Monday, December 7, 2009

On the hiding of climate data

I've been hearing a lot lately about this "ClimateGate" story? Someone hacked the e-mails of a bunch of climate scientists, and found evidence of fraud. That's pretty outrageous, isn't it? Seriously, what kind of person goes into science, which is a method of revealing truth, only to cover up and fabricate? Not my kind of scientist, that's for sure.

But then I actually saw what they consider evidence of fraud.
I’ve just completed Mike’s Nature trick of adding in the real temps to each series for the last 20 years (ie from 1981 onwards) and from 1961 for Keith’s to hide the decline.
I can see how someone might see this as evidence of a fraud. This scientist is talking about using a "trick" to "hide the decline" in temperature! But because of my limited research experience in data analysis, it's clear to me that it's completely innocuous, even without seeing the context.

In my experience, a significant part of data analysis is all about knowing what data to keep and what data to throw out. That's right, I threw out lots of data. Well, I didn't really throw anything out in the sense of deleting it from computers. I just excluded it from the analysis and from the results.

Let me explain a bit more about my research from over two years ago. I was looking at data from magnetometers, which very precisely measure changes in the Earth's magnetic field. One of the problems was that every so often, the Earth's magnetic field would jump up by a factor of a trillion or more. I wanted to cover this up! The public shouldn't be allowed to know! So what do I do? One by one, I went through these gigantic spikes in the data, and removed them. In retrospect, this was not a very efficient way to do it, but then I was an undergraduate researcher, so my time was pretty worthless anyways.

Why did I throw it out? It was bad data. I didn't like it. I clearly had some sort of personal vendetta against the data. More seriously, it's because these gigantic spikes in the data are caused by glitches in the magnetometer devices or other electronics. What exactly causes these glitches? Well, how should I know? I'm just an undergraduate researcher, not an engineer, and all I know is that the magnetometers occasionally acted really funky. If the earth's magnetic field really were jumping up by a factor of a trillion, I'd expect to see the effects all across the earth, at all magnetometers all at once. And I don't. So it was bad data. I didn't like it. I hid it in a little corner marked "raw data".

In my experience, data analysis is more or less one long string of choosing which data to throw out.

Of course, you don't just throw out data willy nilly. You have to come up with justifications for it. And saying, "I like the conclusions which we would draw from this data, but not that data," is not sufficient justification. It's tricky, because you don't want to bias yourself towards a previously held belief by only selecting the evidence which confirms the belief. There are some famous examples where scientists threw out data they thought was bad, but later turned out to be good. For example, before the cosmic microwave background radiation from the Big Bang was discovered, scientists had actually seen it on radio telescopes, but they thought it was just noise caused by pigeon droppings. Another example is the ozone hole, which was initially filtered out as bad data for about a decade. It's true, cientists make mistakes sometimes, but not because they're conspiring against the public, but because Science Is Hard.

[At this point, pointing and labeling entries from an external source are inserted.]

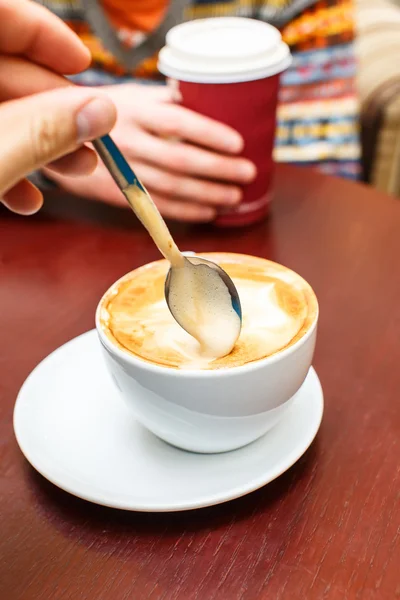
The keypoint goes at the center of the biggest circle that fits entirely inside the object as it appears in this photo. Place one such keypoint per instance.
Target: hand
(36, 48)
(186, 161)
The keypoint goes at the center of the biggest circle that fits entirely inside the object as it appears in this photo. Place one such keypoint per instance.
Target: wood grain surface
(329, 527)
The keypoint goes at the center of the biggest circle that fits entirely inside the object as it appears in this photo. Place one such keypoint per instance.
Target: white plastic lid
(223, 50)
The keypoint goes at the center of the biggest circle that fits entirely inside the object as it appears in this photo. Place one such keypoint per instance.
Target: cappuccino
(278, 308)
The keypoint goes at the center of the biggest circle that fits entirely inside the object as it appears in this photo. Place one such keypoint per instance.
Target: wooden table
(328, 528)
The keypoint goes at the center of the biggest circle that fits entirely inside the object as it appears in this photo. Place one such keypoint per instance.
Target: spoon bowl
(192, 278)
(200, 295)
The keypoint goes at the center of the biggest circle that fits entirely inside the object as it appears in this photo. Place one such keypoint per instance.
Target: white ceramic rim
(202, 373)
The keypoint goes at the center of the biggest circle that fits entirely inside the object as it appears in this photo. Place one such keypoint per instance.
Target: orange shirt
(137, 15)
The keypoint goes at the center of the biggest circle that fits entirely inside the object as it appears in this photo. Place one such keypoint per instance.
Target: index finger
(173, 120)
(30, 30)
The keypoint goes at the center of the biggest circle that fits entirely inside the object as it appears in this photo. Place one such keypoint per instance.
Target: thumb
(40, 128)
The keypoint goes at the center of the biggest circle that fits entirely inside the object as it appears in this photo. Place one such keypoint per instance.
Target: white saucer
(74, 428)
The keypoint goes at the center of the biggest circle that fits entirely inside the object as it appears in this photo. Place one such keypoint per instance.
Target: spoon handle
(138, 198)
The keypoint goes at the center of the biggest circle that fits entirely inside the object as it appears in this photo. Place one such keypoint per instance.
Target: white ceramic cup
(210, 411)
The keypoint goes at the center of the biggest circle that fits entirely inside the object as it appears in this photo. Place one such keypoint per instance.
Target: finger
(81, 162)
(186, 159)
(24, 198)
(168, 184)
(30, 30)
(172, 120)
(188, 212)
(40, 129)
(19, 77)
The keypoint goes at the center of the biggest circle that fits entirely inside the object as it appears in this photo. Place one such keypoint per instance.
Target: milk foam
(275, 311)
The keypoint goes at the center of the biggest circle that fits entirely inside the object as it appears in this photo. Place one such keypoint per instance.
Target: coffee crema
(278, 308)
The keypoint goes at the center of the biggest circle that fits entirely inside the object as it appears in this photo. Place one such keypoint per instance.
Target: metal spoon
(147, 212)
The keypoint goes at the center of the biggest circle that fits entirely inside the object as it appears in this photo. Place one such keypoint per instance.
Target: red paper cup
(228, 69)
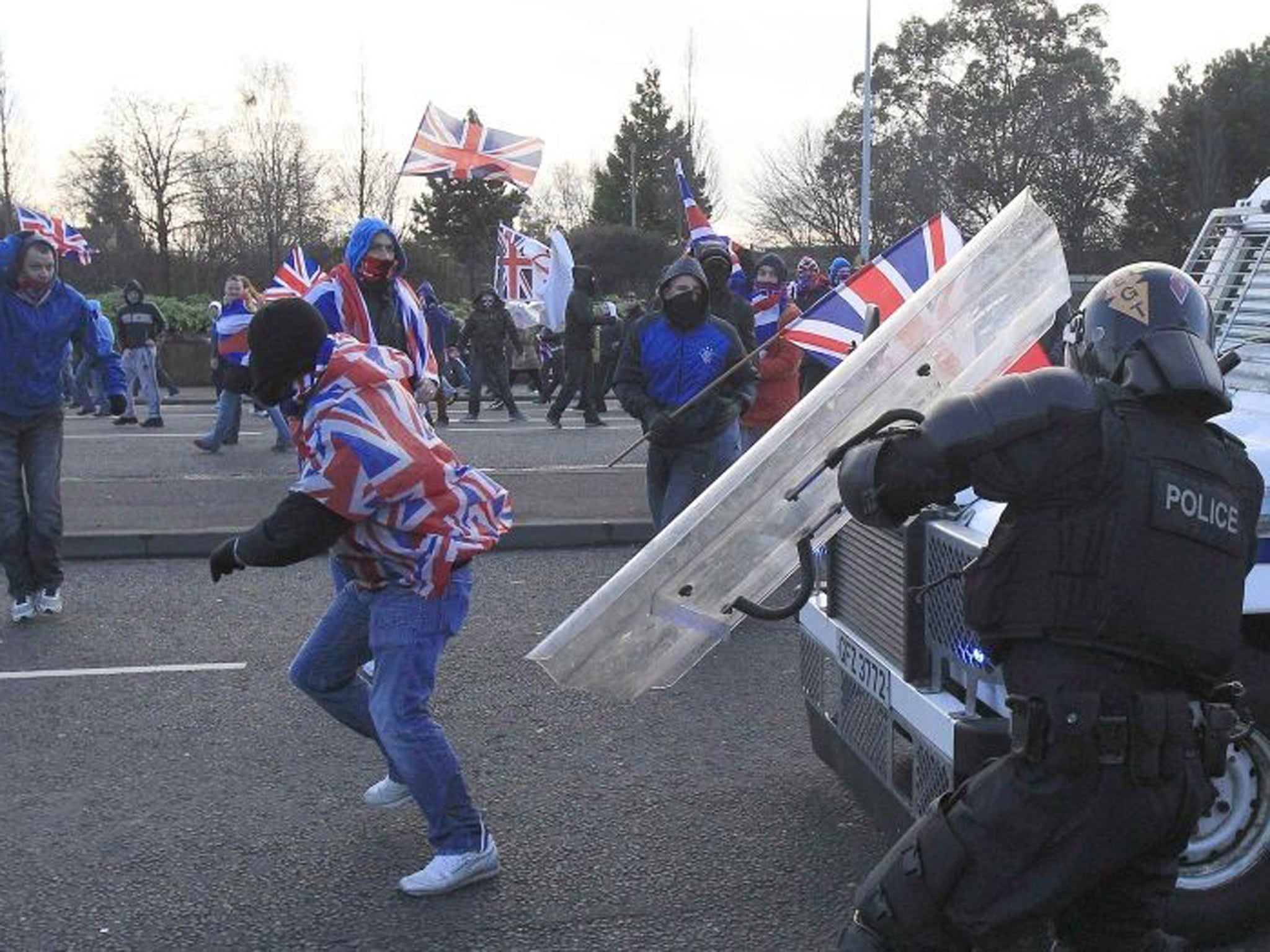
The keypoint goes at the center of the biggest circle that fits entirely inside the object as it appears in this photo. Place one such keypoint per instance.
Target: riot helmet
(1128, 305)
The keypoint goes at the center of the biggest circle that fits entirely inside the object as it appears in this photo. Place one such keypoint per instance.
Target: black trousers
(489, 369)
(1062, 838)
(578, 376)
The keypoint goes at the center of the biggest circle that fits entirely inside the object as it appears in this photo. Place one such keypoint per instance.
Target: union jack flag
(832, 328)
(367, 455)
(66, 239)
(460, 149)
(700, 227)
(522, 266)
(296, 277)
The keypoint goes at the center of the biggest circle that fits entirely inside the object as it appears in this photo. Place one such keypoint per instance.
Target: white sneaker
(23, 609)
(446, 874)
(50, 602)
(386, 794)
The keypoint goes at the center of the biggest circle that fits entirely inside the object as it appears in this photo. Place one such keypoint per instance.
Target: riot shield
(670, 604)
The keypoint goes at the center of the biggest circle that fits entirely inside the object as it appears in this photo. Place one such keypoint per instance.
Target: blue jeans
(406, 635)
(677, 475)
(31, 500)
(229, 415)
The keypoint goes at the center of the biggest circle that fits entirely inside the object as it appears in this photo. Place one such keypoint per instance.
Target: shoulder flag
(66, 239)
(832, 328)
(296, 277)
(521, 267)
(460, 149)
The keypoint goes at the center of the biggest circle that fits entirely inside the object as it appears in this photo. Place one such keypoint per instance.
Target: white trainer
(450, 873)
(23, 609)
(50, 602)
(386, 794)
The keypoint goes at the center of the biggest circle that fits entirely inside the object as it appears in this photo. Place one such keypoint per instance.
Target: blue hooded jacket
(35, 339)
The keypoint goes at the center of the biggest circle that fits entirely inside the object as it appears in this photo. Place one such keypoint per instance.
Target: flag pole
(866, 134)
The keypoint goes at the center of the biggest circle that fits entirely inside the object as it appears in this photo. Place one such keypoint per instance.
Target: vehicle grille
(945, 557)
(866, 587)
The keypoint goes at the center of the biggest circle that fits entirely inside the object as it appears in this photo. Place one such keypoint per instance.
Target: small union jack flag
(460, 149)
(522, 266)
(66, 239)
(296, 277)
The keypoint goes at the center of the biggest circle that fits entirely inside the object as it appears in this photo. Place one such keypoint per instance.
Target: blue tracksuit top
(33, 340)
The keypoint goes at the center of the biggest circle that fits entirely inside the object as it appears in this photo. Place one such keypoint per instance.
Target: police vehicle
(904, 702)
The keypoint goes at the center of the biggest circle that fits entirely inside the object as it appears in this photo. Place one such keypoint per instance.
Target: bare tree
(801, 196)
(281, 175)
(158, 154)
(8, 146)
(366, 182)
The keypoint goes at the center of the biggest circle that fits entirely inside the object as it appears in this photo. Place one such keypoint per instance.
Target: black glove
(657, 420)
(224, 560)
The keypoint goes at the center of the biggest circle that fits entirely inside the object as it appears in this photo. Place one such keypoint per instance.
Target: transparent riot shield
(670, 604)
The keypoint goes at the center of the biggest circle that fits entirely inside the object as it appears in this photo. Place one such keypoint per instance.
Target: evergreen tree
(657, 139)
(461, 216)
(100, 186)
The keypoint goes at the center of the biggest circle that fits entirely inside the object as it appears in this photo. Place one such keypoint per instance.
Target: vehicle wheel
(1223, 886)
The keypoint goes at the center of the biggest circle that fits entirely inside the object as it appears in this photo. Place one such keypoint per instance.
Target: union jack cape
(65, 238)
(340, 302)
(522, 266)
(460, 149)
(295, 277)
(367, 455)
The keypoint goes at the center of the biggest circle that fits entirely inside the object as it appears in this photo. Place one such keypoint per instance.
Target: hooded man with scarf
(366, 296)
(487, 334)
(670, 357)
(40, 316)
(406, 518)
(579, 324)
(779, 359)
(716, 258)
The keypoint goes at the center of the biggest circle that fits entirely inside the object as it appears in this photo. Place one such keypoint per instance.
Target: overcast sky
(563, 71)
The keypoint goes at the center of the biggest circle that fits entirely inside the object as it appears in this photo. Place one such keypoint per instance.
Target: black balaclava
(687, 309)
(283, 338)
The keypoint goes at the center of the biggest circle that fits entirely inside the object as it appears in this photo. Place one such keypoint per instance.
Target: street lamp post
(866, 134)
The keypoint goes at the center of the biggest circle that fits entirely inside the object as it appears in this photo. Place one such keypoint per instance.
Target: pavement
(130, 491)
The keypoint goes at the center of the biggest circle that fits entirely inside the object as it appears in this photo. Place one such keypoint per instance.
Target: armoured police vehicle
(904, 702)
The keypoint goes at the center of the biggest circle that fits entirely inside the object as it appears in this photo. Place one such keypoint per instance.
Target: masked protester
(1112, 596)
(716, 258)
(40, 316)
(229, 338)
(140, 327)
(779, 359)
(367, 298)
(671, 357)
(488, 333)
(406, 535)
(579, 324)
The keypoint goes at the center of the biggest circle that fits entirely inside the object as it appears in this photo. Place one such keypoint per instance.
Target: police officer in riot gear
(1112, 594)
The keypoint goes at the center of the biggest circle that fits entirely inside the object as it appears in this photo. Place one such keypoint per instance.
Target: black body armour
(1151, 566)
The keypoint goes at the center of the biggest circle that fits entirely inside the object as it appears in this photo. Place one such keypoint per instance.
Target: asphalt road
(223, 809)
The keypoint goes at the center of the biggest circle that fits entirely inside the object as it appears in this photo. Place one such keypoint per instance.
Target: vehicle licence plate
(864, 671)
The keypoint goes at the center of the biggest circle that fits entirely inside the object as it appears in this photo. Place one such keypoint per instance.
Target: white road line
(144, 669)
(150, 436)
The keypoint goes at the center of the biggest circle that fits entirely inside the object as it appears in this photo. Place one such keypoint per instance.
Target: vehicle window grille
(866, 587)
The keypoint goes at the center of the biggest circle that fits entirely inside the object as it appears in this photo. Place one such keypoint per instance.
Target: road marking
(143, 669)
(150, 436)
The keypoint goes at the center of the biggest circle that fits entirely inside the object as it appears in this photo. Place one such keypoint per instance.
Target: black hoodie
(141, 323)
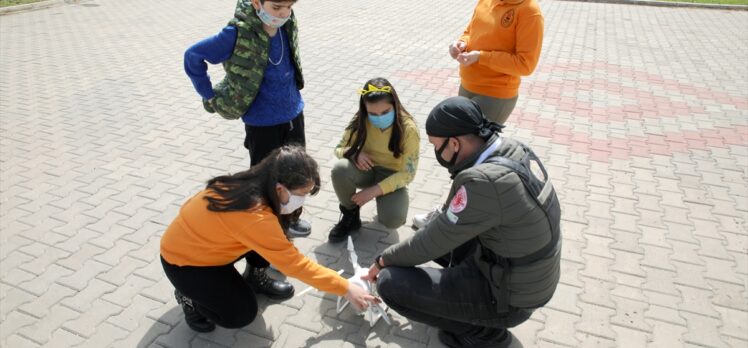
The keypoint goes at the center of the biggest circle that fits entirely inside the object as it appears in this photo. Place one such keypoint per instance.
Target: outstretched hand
(456, 48)
(372, 275)
(359, 297)
(468, 58)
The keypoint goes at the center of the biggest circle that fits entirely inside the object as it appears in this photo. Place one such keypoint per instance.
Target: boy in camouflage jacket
(258, 49)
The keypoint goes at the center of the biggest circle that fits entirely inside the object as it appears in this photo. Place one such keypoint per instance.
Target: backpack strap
(542, 194)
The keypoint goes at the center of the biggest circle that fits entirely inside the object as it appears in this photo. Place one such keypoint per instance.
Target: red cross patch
(459, 201)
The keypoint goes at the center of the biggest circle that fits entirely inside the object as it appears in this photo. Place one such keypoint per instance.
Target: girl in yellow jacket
(236, 214)
(377, 154)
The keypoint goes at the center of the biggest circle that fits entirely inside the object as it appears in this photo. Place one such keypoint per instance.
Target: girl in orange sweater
(232, 216)
(501, 43)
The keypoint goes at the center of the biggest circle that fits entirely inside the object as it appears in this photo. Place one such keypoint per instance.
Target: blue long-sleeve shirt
(277, 101)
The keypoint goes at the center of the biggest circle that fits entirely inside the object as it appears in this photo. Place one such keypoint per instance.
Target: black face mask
(444, 163)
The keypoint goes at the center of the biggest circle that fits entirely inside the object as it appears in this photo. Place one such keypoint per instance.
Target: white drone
(375, 310)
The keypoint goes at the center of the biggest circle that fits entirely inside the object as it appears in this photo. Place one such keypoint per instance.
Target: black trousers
(217, 292)
(457, 299)
(261, 141)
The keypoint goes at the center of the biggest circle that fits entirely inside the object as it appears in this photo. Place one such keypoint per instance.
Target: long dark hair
(288, 165)
(357, 126)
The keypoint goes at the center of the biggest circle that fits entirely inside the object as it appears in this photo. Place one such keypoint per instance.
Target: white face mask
(270, 20)
(294, 202)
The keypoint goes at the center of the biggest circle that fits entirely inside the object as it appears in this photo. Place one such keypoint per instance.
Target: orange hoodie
(509, 36)
(200, 237)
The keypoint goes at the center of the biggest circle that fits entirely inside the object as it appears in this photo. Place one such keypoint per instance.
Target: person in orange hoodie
(501, 43)
(232, 216)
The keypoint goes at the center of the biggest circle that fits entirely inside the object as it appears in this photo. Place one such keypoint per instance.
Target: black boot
(491, 338)
(195, 320)
(350, 220)
(258, 280)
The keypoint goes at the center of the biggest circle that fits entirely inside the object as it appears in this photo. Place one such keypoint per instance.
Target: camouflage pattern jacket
(246, 67)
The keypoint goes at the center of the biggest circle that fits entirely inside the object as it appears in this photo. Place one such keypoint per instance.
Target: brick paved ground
(640, 113)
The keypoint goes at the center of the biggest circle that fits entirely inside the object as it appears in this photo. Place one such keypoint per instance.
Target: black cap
(457, 116)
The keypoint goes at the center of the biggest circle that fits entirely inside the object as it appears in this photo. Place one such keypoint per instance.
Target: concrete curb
(35, 6)
(29, 7)
(670, 4)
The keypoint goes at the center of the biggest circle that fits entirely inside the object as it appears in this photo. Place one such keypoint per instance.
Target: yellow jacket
(376, 146)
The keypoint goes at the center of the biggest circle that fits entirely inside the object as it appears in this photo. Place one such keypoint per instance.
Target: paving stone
(64, 338)
(14, 321)
(124, 294)
(41, 305)
(702, 330)
(42, 332)
(559, 328)
(106, 335)
(735, 322)
(86, 325)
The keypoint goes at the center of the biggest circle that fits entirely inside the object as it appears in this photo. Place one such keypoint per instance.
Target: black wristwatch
(376, 262)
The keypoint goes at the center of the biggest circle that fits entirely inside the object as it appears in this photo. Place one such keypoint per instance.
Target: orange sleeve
(266, 237)
(529, 39)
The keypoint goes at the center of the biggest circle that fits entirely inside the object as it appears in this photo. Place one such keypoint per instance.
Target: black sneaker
(258, 280)
(194, 319)
(350, 220)
(502, 339)
(299, 228)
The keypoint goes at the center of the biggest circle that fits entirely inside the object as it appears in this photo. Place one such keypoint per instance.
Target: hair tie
(371, 89)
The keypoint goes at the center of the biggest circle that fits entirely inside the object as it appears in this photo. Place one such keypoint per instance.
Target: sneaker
(258, 279)
(194, 319)
(421, 220)
(299, 228)
(502, 339)
(350, 220)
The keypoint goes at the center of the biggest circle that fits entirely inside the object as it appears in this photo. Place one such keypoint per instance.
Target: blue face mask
(270, 20)
(384, 121)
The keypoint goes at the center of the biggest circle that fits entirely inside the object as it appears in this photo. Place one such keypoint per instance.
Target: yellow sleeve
(404, 176)
(342, 147)
(529, 39)
(266, 237)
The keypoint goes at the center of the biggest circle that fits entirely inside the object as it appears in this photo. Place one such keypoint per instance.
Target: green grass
(4, 3)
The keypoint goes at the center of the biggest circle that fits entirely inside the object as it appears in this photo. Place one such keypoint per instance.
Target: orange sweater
(200, 237)
(509, 36)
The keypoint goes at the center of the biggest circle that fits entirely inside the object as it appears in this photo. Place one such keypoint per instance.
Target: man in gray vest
(498, 237)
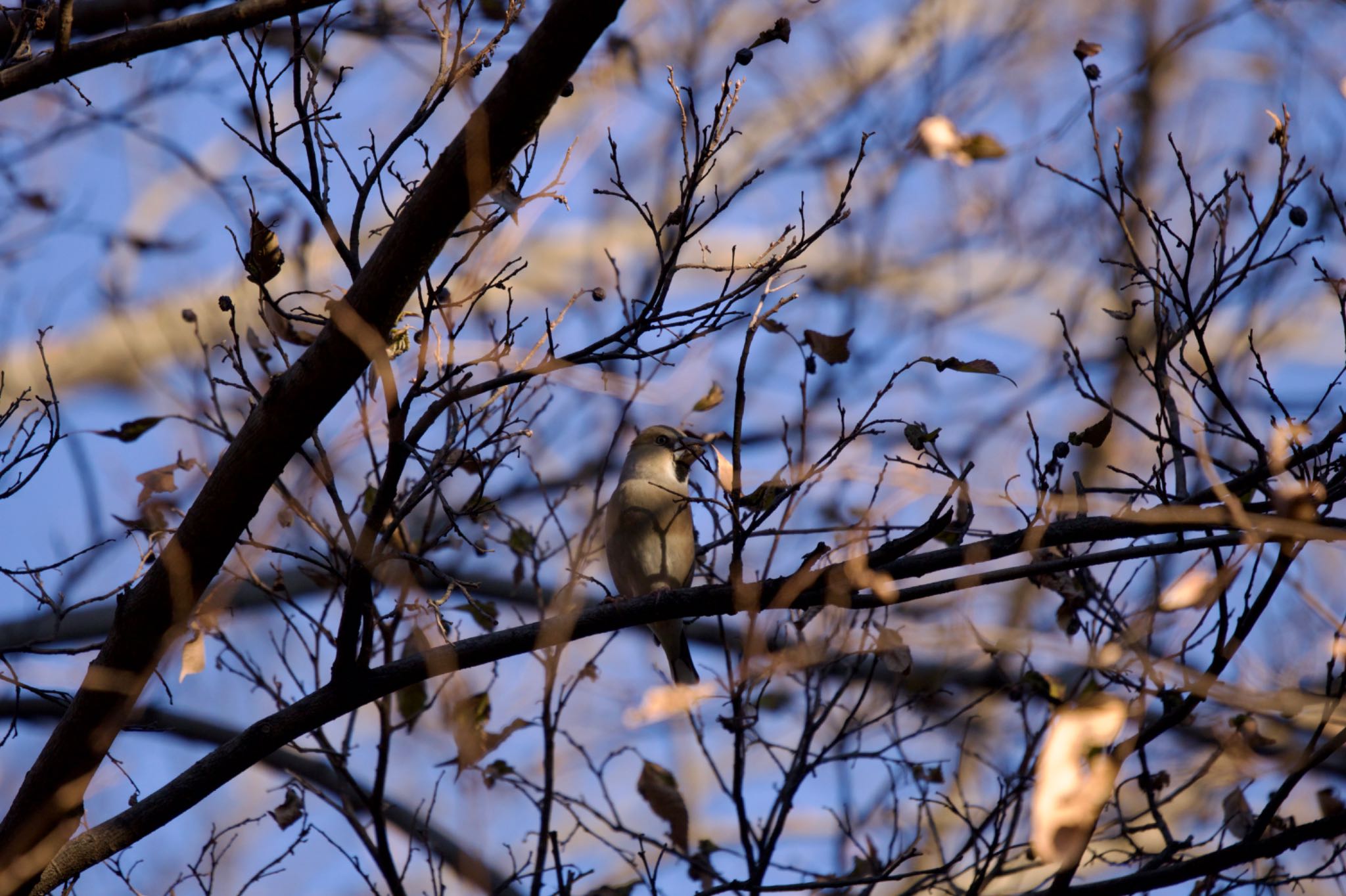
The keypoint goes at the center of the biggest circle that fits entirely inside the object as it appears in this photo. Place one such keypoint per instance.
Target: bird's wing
(651, 543)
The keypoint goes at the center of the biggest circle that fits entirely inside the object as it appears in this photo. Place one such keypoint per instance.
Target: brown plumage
(651, 543)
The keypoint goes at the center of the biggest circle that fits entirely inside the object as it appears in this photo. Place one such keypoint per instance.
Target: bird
(651, 543)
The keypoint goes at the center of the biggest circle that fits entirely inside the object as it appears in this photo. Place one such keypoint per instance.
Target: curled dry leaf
(411, 700)
(1076, 776)
(979, 365)
(131, 431)
(1329, 803)
(1085, 49)
(833, 350)
(983, 146)
(894, 652)
(723, 471)
(1094, 435)
(160, 478)
(665, 702)
(659, 789)
(1239, 815)
(193, 654)
(290, 810)
(1192, 590)
(264, 258)
(711, 399)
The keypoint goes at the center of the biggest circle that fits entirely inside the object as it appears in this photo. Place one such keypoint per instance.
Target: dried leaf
(1239, 815)
(940, 139)
(778, 32)
(496, 771)
(659, 789)
(665, 702)
(35, 201)
(1329, 803)
(894, 652)
(484, 612)
(521, 541)
(289, 811)
(1095, 435)
(193, 654)
(917, 435)
(1085, 49)
(1190, 590)
(765, 495)
(723, 471)
(833, 350)
(411, 700)
(283, 327)
(131, 431)
(1125, 315)
(983, 146)
(1076, 776)
(264, 256)
(979, 365)
(160, 478)
(711, 399)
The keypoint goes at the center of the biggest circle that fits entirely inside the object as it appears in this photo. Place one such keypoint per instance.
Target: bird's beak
(689, 450)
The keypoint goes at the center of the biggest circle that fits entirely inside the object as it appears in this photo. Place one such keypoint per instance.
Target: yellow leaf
(193, 654)
(264, 256)
(665, 702)
(723, 471)
(711, 399)
(1076, 776)
(659, 789)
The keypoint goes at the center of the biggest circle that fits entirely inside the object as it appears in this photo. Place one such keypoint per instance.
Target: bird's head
(664, 450)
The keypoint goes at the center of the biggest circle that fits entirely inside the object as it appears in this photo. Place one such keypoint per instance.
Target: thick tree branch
(162, 35)
(469, 865)
(333, 702)
(49, 803)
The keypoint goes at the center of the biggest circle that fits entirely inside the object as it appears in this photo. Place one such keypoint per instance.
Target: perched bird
(651, 544)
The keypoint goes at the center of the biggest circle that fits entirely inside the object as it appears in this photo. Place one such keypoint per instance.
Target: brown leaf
(1075, 776)
(411, 700)
(193, 654)
(983, 146)
(979, 365)
(35, 201)
(894, 652)
(833, 350)
(1094, 435)
(711, 399)
(1085, 49)
(723, 471)
(659, 789)
(917, 435)
(1125, 315)
(131, 431)
(289, 811)
(264, 256)
(160, 478)
(778, 32)
(1329, 803)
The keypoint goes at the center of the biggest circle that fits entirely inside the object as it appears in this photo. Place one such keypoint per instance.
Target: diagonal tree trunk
(150, 615)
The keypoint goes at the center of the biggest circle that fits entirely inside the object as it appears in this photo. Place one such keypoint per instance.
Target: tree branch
(335, 700)
(469, 865)
(162, 35)
(151, 615)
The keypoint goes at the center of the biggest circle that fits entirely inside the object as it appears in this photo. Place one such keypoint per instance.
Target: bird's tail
(680, 661)
(674, 639)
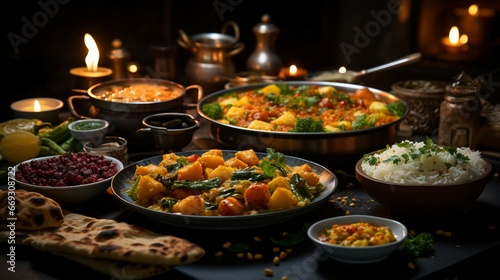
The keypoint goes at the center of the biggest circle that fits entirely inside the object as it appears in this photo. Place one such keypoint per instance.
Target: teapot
(210, 64)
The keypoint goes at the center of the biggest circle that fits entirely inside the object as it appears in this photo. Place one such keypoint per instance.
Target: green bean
(198, 185)
(52, 145)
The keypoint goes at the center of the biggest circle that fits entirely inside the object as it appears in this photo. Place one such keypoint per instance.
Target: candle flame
(463, 39)
(132, 68)
(36, 106)
(92, 58)
(473, 10)
(454, 35)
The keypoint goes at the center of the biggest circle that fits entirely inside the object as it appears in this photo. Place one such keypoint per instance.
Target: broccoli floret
(308, 125)
(212, 110)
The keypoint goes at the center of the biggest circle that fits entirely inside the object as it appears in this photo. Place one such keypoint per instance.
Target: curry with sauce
(303, 108)
(210, 185)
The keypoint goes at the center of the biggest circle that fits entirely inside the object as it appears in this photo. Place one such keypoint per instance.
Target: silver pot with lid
(210, 63)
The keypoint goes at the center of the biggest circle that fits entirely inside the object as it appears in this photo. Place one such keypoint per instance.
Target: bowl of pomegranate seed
(70, 178)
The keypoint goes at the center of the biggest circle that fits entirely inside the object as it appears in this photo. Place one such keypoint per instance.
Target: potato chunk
(282, 198)
(150, 169)
(236, 163)
(222, 172)
(210, 161)
(305, 171)
(247, 156)
(148, 188)
(279, 182)
(168, 159)
(191, 172)
(236, 113)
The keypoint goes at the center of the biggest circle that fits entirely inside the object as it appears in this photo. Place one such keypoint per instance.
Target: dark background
(310, 34)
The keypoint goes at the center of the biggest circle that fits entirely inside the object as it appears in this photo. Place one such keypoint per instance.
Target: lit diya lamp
(455, 43)
(476, 21)
(293, 73)
(42, 108)
(92, 74)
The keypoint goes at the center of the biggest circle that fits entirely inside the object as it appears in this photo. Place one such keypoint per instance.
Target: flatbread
(93, 238)
(31, 211)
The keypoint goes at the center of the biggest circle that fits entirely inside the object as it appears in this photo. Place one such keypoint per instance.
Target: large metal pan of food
(325, 120)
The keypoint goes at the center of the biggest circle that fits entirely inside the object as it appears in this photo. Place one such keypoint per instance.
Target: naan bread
(93, 238)
(32, 211)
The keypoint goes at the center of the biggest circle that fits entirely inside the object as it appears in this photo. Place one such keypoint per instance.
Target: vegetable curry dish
(313, 108)
(208, 184)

Of course, those examples are the exception, not the rule. Data analysts throw data out on a regular basis, and the vast majority of the time, it's because they ought to.

So in the case of the climate researchers, even without looking at context, we know they probably had a good reason to throw out data. In fact, I know they have a good reason, because I looked it up. Apparently it has to do with the unreliability of using tree growth data to determine the temperatures of the last few decades. I don't really understand any of that, because I don't have much interest in climate science, but it should at least be clear that the justifications for their methods have been published out in the open. If climate scientists are indeed throwing out data that should be kept, it's not because they're part of a secret conspiracy.

So why is it that the e-mail talks about using a "trick" to "hide" data? Isn't that a bit odd word choice? Not really. "Trick" is commonly used to mean simply a clever method. "Hide" means that they're hiding unreliable data by putting more reliable data in its place. I have trouble seeing what the big deal is.

Tell you what it looks like to me now. Confirmation bias. People wanted to find a conspiracy, so they looked through a thousand e-mails and found a few e-mails to confirm their beliefs.* You'd think that if there really were some giant conspiracy, it would show up in more than just a few. But let's all just forget about the rest of the e-mails and documents. We don't like the data, so let's just throw it out, eh?

*Yes, there were a few others, but they don't impress me. I think the worst example was a request to delete some e-mail correspondence. In the interest of brevity, my response consists only of two words, "Hanlon's" and "razor".


DarkSapiens said...

Well said.

And in a certain way, when you worked for LIGO you were contributing to create methods to actually throw out data in a more automated way, wasn't it? :)


miller said...

Yep, pretty much.

Jeffrey Ellis said...

I'm on a crusade to get everyone to correctly attribute it as Heinlein's Razor.